There’s been something of a theme running through my reading recently around identity politics, particular after Hillary Clinton’s failure to defeat Donald Trump. Promoted by the modern left – particularly the neo-liberal leaning left in place of policies of radical economic change it has led the left into a dead end. The pursuit of neo-liberal economics have driven inequality to the point where those at the bottom of the heap are deserting the traditional left in droves in pursuit of someone with a stated opposition to the economic status quo. In other words, the left’s acceptance of neo-liberal economics and the replacement of economic struggle with an agenda based on political rights for minority groups has been a strategic failure.

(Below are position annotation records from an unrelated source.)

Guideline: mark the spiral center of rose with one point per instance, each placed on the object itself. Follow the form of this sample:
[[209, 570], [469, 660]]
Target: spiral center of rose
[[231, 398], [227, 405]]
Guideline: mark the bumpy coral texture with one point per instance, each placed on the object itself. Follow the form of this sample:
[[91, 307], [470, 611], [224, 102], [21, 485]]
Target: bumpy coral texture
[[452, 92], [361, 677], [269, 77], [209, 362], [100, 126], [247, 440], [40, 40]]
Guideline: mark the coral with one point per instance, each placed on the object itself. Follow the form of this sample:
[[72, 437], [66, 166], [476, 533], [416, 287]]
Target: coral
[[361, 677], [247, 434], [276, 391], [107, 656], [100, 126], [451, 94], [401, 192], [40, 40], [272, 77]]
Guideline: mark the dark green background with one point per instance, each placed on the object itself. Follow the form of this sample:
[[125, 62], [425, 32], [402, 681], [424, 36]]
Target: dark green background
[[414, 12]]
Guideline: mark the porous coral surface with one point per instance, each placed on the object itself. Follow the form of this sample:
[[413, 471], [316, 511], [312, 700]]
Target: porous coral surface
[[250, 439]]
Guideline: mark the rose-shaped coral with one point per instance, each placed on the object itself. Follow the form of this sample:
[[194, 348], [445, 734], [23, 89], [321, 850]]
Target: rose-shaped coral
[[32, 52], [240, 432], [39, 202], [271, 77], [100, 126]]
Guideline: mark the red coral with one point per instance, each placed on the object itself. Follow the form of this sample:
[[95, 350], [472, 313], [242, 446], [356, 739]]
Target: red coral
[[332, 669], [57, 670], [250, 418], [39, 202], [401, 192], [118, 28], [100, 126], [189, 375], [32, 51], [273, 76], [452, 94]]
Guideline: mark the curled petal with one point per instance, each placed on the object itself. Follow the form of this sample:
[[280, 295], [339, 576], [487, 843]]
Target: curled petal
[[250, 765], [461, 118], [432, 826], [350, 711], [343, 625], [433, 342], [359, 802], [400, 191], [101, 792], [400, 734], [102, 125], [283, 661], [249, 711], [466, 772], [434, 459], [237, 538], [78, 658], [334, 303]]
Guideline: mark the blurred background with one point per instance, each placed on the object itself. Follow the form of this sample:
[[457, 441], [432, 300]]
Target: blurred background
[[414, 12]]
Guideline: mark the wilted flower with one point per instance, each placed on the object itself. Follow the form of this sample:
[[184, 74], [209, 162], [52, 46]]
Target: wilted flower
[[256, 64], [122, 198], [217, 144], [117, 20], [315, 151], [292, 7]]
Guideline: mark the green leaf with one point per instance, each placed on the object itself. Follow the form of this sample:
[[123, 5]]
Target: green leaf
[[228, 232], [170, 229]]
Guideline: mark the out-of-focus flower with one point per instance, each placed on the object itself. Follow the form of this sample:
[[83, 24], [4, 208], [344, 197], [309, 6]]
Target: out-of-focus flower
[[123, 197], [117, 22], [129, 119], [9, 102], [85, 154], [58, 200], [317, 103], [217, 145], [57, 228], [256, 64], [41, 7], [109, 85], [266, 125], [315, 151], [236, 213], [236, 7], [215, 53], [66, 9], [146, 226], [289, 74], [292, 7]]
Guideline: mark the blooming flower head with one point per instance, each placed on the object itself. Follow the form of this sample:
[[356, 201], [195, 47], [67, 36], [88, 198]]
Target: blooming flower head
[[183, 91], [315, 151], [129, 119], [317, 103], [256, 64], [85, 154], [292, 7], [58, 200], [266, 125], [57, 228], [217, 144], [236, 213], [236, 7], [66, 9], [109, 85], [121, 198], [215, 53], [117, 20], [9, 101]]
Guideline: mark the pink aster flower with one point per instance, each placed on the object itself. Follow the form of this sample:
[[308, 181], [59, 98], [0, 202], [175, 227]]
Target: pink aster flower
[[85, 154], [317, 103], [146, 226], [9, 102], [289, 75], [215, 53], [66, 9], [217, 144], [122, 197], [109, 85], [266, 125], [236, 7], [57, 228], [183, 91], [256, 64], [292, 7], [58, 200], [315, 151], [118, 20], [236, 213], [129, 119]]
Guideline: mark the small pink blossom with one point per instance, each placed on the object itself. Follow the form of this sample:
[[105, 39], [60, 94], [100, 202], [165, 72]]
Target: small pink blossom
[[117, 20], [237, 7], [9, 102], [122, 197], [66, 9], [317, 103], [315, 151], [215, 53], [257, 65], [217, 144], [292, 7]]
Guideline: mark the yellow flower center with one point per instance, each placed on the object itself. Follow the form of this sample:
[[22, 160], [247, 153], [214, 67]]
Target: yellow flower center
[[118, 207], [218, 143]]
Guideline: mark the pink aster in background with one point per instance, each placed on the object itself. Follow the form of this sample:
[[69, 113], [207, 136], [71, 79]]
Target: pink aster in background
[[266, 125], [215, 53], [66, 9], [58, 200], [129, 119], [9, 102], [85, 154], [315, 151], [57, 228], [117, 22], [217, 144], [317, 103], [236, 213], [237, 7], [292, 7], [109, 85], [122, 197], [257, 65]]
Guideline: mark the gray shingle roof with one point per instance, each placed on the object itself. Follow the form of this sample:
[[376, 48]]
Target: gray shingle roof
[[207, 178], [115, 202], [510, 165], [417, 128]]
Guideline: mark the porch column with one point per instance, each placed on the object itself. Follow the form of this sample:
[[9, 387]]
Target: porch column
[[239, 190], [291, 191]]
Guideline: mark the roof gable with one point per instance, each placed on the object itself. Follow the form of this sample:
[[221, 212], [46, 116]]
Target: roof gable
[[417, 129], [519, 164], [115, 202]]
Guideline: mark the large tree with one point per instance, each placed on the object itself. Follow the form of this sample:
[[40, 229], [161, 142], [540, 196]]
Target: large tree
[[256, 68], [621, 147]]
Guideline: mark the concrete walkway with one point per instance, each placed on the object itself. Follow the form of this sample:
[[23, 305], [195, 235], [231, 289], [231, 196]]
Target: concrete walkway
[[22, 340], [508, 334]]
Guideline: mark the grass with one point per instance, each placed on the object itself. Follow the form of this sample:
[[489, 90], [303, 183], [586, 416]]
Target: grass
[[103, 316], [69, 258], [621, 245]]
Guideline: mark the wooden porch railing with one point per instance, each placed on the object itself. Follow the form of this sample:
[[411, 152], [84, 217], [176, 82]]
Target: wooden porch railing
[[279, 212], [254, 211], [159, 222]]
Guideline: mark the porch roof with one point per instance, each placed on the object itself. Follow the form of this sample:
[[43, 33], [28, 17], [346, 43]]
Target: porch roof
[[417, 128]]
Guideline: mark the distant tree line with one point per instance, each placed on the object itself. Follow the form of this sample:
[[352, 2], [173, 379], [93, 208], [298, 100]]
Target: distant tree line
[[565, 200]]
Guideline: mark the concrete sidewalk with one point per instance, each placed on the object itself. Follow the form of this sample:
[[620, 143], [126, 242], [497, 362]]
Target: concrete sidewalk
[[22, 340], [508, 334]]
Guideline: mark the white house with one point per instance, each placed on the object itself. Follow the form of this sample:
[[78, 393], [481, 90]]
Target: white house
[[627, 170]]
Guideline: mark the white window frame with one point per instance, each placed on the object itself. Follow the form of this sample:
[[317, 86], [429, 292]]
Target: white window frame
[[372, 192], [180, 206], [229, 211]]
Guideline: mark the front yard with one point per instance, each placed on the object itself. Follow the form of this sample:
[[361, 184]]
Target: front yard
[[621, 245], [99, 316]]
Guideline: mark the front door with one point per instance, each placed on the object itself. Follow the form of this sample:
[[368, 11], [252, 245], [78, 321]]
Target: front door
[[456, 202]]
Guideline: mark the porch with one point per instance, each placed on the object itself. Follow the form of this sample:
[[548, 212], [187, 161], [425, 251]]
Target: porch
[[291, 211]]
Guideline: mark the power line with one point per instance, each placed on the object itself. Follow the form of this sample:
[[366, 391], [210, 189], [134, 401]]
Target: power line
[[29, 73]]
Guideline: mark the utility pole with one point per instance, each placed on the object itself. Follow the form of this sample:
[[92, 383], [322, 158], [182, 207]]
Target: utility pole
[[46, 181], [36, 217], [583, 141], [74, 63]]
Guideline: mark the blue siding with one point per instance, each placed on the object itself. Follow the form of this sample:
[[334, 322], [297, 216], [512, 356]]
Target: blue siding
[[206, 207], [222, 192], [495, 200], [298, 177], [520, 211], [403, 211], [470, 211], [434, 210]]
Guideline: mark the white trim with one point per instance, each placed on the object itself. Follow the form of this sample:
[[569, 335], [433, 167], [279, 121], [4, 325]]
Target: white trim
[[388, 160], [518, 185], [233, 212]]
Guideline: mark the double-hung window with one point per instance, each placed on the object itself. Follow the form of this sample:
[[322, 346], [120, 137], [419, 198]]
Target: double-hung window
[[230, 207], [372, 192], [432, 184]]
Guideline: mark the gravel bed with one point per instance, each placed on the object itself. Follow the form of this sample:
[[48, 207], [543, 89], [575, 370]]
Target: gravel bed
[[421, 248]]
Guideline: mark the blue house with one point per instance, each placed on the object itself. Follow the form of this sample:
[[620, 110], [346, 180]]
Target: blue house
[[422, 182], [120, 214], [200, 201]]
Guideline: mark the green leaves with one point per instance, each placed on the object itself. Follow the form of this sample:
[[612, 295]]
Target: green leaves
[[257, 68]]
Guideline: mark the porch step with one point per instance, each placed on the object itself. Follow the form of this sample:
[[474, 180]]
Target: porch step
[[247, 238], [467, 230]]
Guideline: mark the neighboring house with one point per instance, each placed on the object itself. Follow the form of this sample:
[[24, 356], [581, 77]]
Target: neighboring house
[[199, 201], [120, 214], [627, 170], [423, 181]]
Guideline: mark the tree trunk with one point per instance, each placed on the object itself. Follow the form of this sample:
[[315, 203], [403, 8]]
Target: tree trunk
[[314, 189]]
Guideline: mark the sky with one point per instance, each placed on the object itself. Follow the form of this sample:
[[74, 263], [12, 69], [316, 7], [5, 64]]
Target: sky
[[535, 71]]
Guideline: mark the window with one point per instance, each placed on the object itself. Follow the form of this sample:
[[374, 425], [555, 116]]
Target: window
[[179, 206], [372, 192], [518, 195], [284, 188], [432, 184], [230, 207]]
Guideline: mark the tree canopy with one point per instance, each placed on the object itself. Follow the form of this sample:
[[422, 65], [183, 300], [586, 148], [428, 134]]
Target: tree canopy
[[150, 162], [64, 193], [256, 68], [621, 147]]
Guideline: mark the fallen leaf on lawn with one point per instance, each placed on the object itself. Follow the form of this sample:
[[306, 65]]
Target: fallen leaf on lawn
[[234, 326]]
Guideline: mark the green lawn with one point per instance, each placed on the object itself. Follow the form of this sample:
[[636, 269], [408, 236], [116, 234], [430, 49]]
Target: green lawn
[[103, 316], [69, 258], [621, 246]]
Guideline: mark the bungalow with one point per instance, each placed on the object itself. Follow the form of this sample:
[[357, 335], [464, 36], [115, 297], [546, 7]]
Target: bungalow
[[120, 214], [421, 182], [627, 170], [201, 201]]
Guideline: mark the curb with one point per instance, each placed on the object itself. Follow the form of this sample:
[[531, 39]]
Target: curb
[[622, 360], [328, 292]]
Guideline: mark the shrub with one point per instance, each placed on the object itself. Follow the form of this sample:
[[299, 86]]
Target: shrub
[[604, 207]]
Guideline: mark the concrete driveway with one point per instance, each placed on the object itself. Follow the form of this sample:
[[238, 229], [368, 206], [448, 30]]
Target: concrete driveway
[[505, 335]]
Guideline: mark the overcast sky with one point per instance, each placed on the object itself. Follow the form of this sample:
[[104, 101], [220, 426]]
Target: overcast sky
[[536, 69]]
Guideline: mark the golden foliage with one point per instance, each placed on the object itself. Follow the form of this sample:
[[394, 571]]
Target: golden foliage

This long quote from Owen Jones’ “Chavs” captures the point nicely. And “angry new right wing populism” seems like a reasonable description of Donald Trump.

“The demonization of the working class has also had a real role to play in the BNP’s success story. Although ruling elites have made it clear that there is nothing of worth in working-class culture, we have been (rightly) urged to celebrate the identities of minority groups. What’s more, liberal multiculturalism has understood inequality purely through the prism of race, disregarding that of class. Taken together, this has encouraged white working-class people to develop similar notions of ethnic pride, and to build an identity based on race so as to gain acceptance in multicultural society. The BNP has made the most of this disastrous redefinition of white working-class people as, effectively, another marginalized ethnic minority. ‘Treating the white working class as a new ethnic group only does the BNP a massive favour,’ says anthropologist Dr Gillian Evans, ‘and so does not talking about a multiracial working class.’ It is unlikely that the BNP will ever win significant power, not least because of chronic incompetence and infighting, of the kind that crippled the party after the 2010 general election. But its rise is like a warning shot. Unless working-class people are properly represented once again and their concerns taken seriously, Britain faces the prospect of an angry new right-wing populism.”